Aus der Redaktion
Liebe Leserin, lieber Leser
Man könnte meinen, der Zweite Weltkrieg und der Holocaust seien von der historischen Forschung inzwischen bis ins letzte Detail ausgeleuchtet worden. Doch die Geschichte ist noch lange nicht zu Ende geschrieben, wie die aktuelle Coverstory belegt. In deren Mittelpunkt steht Günther Niethammer, seines Zeichens Ornithologe, der sich freiwillig zur Waffen-SS meldete, auf dem Areal von Auschwitz, wo der NS-Vernichtungswahn auf die Spitze getrieben wurde, ausgiebig Vogelkunde betrieb und nach dem Krieg zum Doyen seines Faches aufstieg.
Marianne Enigl und Christa Zöchling schildern das bizarre Wirken des "Vogelfängers von Auschwitz", das vor dem Hintergrund der monströsen Mordmaschinerie umso beklemmender wirkt. Im Naturhistorischen Museum Wien werden die Relikte von Niethammers Feldstudien gelagert.
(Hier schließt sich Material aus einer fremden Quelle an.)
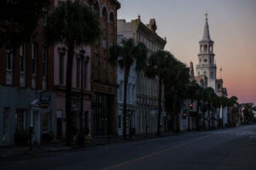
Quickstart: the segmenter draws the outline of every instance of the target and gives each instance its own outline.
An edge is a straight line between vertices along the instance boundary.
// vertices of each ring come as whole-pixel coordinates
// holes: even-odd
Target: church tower
[[[202,39],[199,42],[200,52],[198,54],[198,65],[196,65],[197,76],[207,76],[207,85],[216,91],[216,65],[214,62],[213,43],[210,37],[208,14],[206,14],[206,22]]]

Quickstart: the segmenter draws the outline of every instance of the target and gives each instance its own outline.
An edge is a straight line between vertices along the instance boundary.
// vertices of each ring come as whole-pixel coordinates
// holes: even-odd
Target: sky
[[[119,0],[118,19],[148,24],[155,19],[156,33],[166,37],[165,50],[189,65],[198,63],[205,14],[214,42],[217,78],[228,97],[256,105],[256,0]],[[222,71],[220,71],[220,68]]]

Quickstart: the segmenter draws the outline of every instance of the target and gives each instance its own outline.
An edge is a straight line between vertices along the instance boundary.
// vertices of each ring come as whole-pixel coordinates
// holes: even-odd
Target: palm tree
[[[49,43],[62,42],[67,48],[66,74],[66,116],[67,142],[70,144],[73,133],[72,70],[76,46],[94,42],[100,36],[100,26],[92,11],[79,1],[61,2],[49,15],[45,26],[45,36]]]
[[[28,41],[34,33],[38,20],[44,14],[49,0],[1,1],[0,47],[16,48]]]
[[[201,99],[203,102],[203,105],[201,105],[201,110],[203,112],[203,128],[206,128],[206,121],[205,121],[206,112],[208,110],[208,115],[209,115],[209,110],[211,109],[211,105],[212,105],[211,99],[214,94],[215,93],[212,88],[203,88],[201,93]]]
[[[135,44],[132,38],[123,40],[121,45],[113,45],[109,49],[109,63],[119,65],[125,69],[124,108],[123,108],[123,138],[126,139],[126,96],[129,72],[131,66],[136,63],[136,70],[141,71],[146,65],[148,49],[146,46],[138,42]]]
[[[172,129],[179,131],[178,113],[186,99],[186,87],[189,82],[189,68],[172,56],[170,62],[170,71],[164,79],[165,107],[171,114]]]
[[[159,83],[158,95],[158,120],[156,135],[160,135],[160,118],[162,111],[162,87],[166,76],[172,71],[171,62],[173,56],[168,51],[159,50],[153,53],[148,59],[148,65],[146,67],[146,76],[150,78],[156,78]]]
[[[191,103],[193,103],[194,99],[196,101],[196,115],[195,115],[196,130],[199,130],[199,110],[202,89],[203,88],[195,81],[192,81],[188,84],[188,97],[191,99]]]

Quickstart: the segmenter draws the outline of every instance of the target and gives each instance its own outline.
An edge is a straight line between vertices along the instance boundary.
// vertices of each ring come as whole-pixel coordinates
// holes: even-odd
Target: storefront
[[[54,137],[55,95],[50,92],[0,87],[0,145],[26,144]]]

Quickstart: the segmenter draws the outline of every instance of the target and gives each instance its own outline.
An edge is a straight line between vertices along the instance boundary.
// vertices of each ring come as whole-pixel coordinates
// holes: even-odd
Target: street
[[[0,169],[256,169],[256,125],[0,160]]]

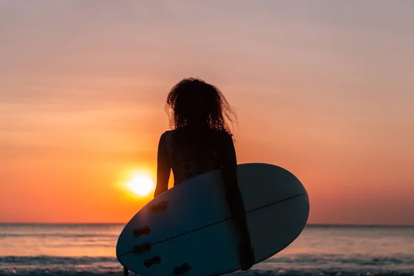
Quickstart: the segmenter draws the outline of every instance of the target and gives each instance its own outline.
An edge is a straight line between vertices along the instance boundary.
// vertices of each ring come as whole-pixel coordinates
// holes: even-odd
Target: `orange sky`
[[[414,224],[411,2],[0,2],[0,222],[126,222],[193,76],[235,108],[239,163],[302,181],[310,223]]]

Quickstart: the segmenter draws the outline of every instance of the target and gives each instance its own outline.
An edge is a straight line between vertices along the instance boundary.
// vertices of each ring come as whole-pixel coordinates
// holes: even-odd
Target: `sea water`
[[[123,227],[0,224],[0,275],[121,275]],[[414,227],[308,226],[279,253],[231,275],[414,275]]]

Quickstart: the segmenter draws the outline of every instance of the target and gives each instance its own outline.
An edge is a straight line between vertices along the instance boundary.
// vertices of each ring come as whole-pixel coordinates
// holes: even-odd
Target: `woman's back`
[[[232,143],[231,145],[229,143]],[[232,151],[231,136],[208,127],[185,126],[164,132],[160,139],[174,175],[174,185],[210,170],[221,168]]]

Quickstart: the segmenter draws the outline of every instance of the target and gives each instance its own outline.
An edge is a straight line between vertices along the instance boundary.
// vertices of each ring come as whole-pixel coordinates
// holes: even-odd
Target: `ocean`
[[[123,227],[0,224],[0,275],[121,275]],[[414,227],[308,226],[279,253],[230,275],[414,275]]]

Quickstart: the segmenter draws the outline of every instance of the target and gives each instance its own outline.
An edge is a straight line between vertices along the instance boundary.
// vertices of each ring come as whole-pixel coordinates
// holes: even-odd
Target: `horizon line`
[[[0,222],[1,225],[126,225],[128,222]],[[306,224],[306,226],[319,227],[414,227],[414,224]]]

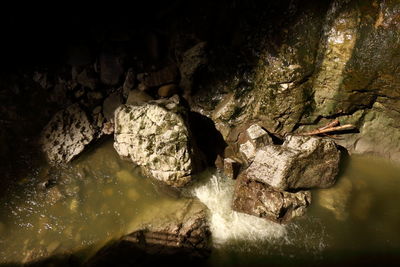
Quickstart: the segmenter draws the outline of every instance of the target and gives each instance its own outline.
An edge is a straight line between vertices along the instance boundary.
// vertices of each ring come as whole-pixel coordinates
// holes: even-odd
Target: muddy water
[[[203,191],[200,199],[202,194]],[[237,238],[229,230],[229,227],[237,230],[235,220],[225,229],[219,224],[222,231],[217,233],[225,240],[214,250],[211,265],[398,266],[399,165],[378,158],[352,156],[334,187],[314,190],[312,194],[307,215],[282,228],[265,223],[265,232],[248,233],[248,229],[240,230],[244,226],[240,223],[236,225],[239,226],[237,233],[244,231],[245,236]],[[220,204],[214,205],[216,210],[220,207]],[[233,218],[236,216],[243,215],[235,214]]]
[[[49,181],[45,183],[45,181]],[[187,190],[210,209],[208,265],[392,263],[400,258],[400,168],[354,156],[338,183],[315,190],[303,218],[279,225],[230,209],[233,181],[204,172]],[[48,189],[44,189],[48,187]],[[0,264],[54,254],[79,260],[179,203],[119,159],[112,142],[68,168],[45,164],[10,187],[0,202]]]
[[[44,165],[8,190],[0,202],[0,263],[87,257],[177,201],[157,193],[109,141],[68,168]]]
Anita Gamauf, die Leiterin der Abteilung Ornithologie, hatte zwei Dutzend ausgestopfte Vögel für Enigl, Zöchling und den Fotografen Philipp Horak vorbereitet. Sie waren seinerzeit von einem KZ-Häftling sorgfältig präpariert worden. "Man meint, seine Angst zu spüren, aber auch die Hoffnung, dass diese Arbeit für ihn einige leichter erträgliche Tage bringe. Anfassen sollte man die Vogelpräparate aber besser nicht, wegen des hochgiftigen Arsens, mit dem sie, wie damals üblich, behandelt wurden."
Seit vielen Jahren berichtet Gregor Mayer für profil aus den neuralgischen Zonen Osteuropas. Vergangene Woche tauchte sein Name (neben mehreren anderen) auf einer Liste in der regierungstreuen ungarischen Tageszeitung "Magyar Idök" auf, mit der unliebsame – sprich: unabhängige und kritische – Journalisten an den Pranger gestellt wurden. Robert Treichler nimmt diesen skandalösen Vorgang in seinem Leitartikel zum Anlass für einige prinzipielle Überlegungen zur „illiberalen Demokratie“ à la Viktor Orbán.